Back Up to Cloudflare R2 Storage Fails

JeffH2 · December 25, 2022, 1:02am

Hello! I’m running Duplicati 2.0.6.3 on Ubuntu Server 22.04.1 (64-bit - Intel).

I tried to create a backup job to upload data to Cloudflare R2 Storage (R2 is a relatively new Cloudflare product - not to be confused with Backblaze B2).

Cloudflare R2 Storage is compatible with the S3 API.

Everything seemed to work nicely until Duplicati attempted to process the backup job. I received the following error:

One or more errors occurred. (The remote server returned an error: (501) Not Implemented. (The remote server returned an error: (501) Not Implemented.) (One or more errors occurred. (The remote server returned an error: (501) Not Implemented.)))

I configured a new backup and set the destination settings as follows:

Storage Type: S3 Compatible
Use SSL: True
Server: Custom Server URL - <REDACTED>.r2.cloudflarestorage.com (I also tried adding https:// before the FQDN)
Bucket Name: <blank>
Bucket Create Region: default
Storage Class: default
Folder Path: default
AWS Access ID: Access ID from R2
AWS Access Key: Access Key from R2
Client Library to Use: Amazon AWS SDK

I selected ‘Test connection’ and received the message “Connection worked!”

I finished the backup wizard by selecting the files I wanted to back up, then set the schedule accordingly.

I chose ‘Run Now’ to kick off the backup job immediately. Duplicati chugged along for a bit, and I received the error message I mentioned earlier.

I can collect some debug logs if that would be helpful. I looked in the usual places on the server’s filesystem to see if I could locate the logs, but I couldn’t find them.

gpatel-fr · December 25, 2022, 10:29am

Hello

if you want a log on the file system you can create one by adding the advanced options log-file and log-file-log-level. For your problem using ‘Verbose’ for log-file-log-level should probably be enough, if you want to attach it to a post on this forum it should not be too big (especially because you will need to zip it to conform to the weird rules of this forum that forbid usual extensions for log files such as .log or .txt)

ts678 · December 25, 2022, 2:25pm

Somewhat, but with lots of missing functionality, maybe explaining those (501) Not Implemented.

Duplicati default logging is mostly some light logging in job database (which gives an advantage of OS independence). One problem with failed backups is it doesn’t make a job log in the usual job logs, but server log at About → Show log → Stored usually has something. Please look around backup fail time.

Your <job> → Show log → Remote looks awfully insistent on getting a dblock upload. You can click on those to see file hash value. Repeated hash under a different name is likely retry. Usually the limit is 5, however limit is configurable. Under normal conditions, one expects mixed dblock and dindex uploads.

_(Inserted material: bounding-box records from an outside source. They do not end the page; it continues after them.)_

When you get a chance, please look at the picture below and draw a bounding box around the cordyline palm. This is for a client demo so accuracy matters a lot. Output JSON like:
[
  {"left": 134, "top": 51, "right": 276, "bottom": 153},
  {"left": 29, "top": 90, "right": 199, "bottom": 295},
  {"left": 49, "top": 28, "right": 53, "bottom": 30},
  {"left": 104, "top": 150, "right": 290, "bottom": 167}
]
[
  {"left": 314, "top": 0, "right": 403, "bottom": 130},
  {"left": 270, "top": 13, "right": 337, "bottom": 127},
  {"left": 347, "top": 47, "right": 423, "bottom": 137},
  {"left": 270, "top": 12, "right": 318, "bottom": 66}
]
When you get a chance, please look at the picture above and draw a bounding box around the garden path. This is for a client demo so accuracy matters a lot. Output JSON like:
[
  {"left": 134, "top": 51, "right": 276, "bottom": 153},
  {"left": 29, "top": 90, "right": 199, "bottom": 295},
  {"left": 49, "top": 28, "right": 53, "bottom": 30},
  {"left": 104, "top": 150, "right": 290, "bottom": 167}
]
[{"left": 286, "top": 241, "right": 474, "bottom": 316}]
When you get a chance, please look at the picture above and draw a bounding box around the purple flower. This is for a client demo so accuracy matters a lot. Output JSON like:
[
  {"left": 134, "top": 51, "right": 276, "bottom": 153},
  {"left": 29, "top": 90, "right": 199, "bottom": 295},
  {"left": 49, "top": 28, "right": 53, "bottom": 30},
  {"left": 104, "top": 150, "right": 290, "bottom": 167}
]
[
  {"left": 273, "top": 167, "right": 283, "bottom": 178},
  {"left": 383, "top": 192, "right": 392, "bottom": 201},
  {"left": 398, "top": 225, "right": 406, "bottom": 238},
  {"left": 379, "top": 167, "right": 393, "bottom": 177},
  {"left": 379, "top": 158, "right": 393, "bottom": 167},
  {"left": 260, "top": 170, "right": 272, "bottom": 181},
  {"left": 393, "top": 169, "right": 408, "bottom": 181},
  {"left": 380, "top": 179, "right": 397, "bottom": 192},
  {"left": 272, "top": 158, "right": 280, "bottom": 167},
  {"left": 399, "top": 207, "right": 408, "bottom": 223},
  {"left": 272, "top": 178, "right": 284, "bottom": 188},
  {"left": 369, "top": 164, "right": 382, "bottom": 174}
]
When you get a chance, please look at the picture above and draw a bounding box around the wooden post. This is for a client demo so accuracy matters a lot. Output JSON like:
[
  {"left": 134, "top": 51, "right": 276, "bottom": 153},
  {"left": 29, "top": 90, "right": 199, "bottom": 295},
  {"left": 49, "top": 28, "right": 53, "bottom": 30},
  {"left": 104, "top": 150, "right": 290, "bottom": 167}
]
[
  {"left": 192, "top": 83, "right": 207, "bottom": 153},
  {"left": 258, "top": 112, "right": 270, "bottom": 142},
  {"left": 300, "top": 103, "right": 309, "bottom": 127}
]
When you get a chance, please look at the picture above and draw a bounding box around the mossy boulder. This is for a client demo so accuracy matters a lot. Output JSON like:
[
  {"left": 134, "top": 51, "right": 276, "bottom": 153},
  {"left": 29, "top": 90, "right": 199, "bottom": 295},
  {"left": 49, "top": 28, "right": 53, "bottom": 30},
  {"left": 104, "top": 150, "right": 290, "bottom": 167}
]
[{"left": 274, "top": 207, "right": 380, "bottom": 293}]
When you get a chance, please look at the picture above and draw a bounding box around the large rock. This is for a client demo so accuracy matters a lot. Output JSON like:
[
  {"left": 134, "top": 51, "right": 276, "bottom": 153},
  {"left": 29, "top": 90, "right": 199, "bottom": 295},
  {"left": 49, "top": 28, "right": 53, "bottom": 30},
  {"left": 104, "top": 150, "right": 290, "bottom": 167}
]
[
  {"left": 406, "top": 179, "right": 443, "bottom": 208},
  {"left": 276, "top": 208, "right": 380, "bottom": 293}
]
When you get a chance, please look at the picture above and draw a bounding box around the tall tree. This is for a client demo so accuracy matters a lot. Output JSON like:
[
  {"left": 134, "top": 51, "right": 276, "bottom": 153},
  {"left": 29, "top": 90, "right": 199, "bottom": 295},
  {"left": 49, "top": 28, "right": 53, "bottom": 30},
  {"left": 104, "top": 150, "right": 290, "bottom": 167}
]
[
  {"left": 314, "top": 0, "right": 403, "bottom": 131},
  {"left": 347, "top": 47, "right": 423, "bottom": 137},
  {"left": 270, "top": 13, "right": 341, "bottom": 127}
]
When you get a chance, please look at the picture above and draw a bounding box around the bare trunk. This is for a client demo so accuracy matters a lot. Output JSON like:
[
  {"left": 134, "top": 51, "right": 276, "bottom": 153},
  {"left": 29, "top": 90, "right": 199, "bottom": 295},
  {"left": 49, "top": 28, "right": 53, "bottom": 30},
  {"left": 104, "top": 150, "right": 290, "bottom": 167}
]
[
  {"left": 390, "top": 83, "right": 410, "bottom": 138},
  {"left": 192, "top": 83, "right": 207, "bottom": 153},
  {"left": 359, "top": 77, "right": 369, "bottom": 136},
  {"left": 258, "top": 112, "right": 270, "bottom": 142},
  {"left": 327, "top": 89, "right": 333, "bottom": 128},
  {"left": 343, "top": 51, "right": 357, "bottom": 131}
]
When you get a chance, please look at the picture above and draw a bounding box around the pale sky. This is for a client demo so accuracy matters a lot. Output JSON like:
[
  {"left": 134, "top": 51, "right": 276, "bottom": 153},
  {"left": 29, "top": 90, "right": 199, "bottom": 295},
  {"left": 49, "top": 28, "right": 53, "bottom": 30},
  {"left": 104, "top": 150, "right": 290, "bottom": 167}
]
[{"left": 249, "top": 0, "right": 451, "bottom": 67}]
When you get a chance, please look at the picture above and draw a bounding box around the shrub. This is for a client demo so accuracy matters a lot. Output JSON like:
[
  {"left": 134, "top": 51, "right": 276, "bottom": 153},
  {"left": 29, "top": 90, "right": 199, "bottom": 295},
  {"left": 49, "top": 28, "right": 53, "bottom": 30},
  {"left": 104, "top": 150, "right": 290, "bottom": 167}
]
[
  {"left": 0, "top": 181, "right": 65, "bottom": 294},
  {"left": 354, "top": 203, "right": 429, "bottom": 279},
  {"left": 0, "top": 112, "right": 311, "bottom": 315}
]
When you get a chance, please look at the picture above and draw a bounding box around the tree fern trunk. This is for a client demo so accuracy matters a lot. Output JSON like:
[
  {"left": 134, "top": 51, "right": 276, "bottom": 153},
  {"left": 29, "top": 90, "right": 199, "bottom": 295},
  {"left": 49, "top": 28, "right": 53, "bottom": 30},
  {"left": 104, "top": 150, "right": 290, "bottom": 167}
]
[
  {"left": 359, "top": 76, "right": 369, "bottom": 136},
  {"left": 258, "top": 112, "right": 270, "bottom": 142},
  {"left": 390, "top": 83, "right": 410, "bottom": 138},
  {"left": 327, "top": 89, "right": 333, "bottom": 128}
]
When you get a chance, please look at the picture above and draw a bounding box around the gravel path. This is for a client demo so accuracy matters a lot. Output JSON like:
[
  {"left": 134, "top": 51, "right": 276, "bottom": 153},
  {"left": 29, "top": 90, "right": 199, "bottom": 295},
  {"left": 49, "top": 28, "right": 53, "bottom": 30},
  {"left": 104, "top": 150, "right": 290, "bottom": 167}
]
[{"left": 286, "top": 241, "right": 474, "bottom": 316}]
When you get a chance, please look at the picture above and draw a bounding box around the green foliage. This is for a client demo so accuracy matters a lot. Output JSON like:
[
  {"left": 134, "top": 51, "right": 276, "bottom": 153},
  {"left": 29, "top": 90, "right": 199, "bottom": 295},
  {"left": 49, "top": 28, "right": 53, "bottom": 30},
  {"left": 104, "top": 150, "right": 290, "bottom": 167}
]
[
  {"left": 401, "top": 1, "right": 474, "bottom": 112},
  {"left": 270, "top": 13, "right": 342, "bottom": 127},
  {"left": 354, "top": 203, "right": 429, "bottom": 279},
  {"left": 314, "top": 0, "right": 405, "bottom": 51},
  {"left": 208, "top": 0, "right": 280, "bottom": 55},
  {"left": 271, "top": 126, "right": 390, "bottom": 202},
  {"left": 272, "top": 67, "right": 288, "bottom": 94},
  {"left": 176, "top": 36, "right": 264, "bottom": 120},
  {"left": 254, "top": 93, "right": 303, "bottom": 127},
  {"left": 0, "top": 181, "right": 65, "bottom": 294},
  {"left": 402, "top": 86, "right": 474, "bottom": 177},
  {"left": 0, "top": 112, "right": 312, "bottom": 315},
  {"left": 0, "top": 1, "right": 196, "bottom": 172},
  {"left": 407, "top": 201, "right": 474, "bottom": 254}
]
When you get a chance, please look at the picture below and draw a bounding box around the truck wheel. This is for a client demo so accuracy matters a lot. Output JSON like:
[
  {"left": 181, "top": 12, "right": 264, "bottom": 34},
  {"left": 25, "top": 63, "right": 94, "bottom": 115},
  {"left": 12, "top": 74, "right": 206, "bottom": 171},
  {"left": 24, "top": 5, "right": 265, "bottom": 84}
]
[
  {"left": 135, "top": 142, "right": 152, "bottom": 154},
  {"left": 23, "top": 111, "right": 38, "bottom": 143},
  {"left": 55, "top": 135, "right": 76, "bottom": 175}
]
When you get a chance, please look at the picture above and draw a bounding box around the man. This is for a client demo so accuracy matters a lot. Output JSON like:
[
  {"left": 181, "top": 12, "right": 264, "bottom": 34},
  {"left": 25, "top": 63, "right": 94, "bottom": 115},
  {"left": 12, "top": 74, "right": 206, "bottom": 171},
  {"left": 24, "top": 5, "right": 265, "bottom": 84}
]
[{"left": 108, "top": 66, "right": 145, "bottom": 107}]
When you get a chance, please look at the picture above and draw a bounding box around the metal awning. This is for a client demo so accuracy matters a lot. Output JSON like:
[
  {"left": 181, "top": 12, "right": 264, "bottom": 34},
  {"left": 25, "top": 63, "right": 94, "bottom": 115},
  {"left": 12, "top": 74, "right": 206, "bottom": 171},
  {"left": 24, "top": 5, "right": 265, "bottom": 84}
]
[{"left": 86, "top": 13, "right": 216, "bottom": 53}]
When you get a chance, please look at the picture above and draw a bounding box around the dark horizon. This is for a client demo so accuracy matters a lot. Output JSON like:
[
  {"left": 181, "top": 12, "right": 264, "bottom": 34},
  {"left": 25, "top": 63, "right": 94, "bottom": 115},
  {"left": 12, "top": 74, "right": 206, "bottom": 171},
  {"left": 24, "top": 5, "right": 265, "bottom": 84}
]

About → Show log → Live → Retry would be enough to see retry, and a Verbose log to logfile will also.

What I’d like to see if it can be seen somehow is R2 detailed explanation behind its Not Implemented, because without that it’s much harder to guess what configuration change might avoid such a situation.

An easy one to try though is changing Client library to use from Amazon AWS SDK to Minio SDK. There are far fewer options in it, but as a shot in the dark, maybe it will just work better than Amazon’s, which does (I think) have some low-level logging in it, but I don’t think anyone has tried running it. See:

Add support for cloudflare R2 #4673

It might also be possible to use Export As Command-line to get the destination URL, then test that with Duplicati.CommandLine.BackendTool.exe and Duplicati.CommandLine.BackendTester.exe to see what operations work (or don’t). Seemingly list is OK, because that’s what Test connection usually does.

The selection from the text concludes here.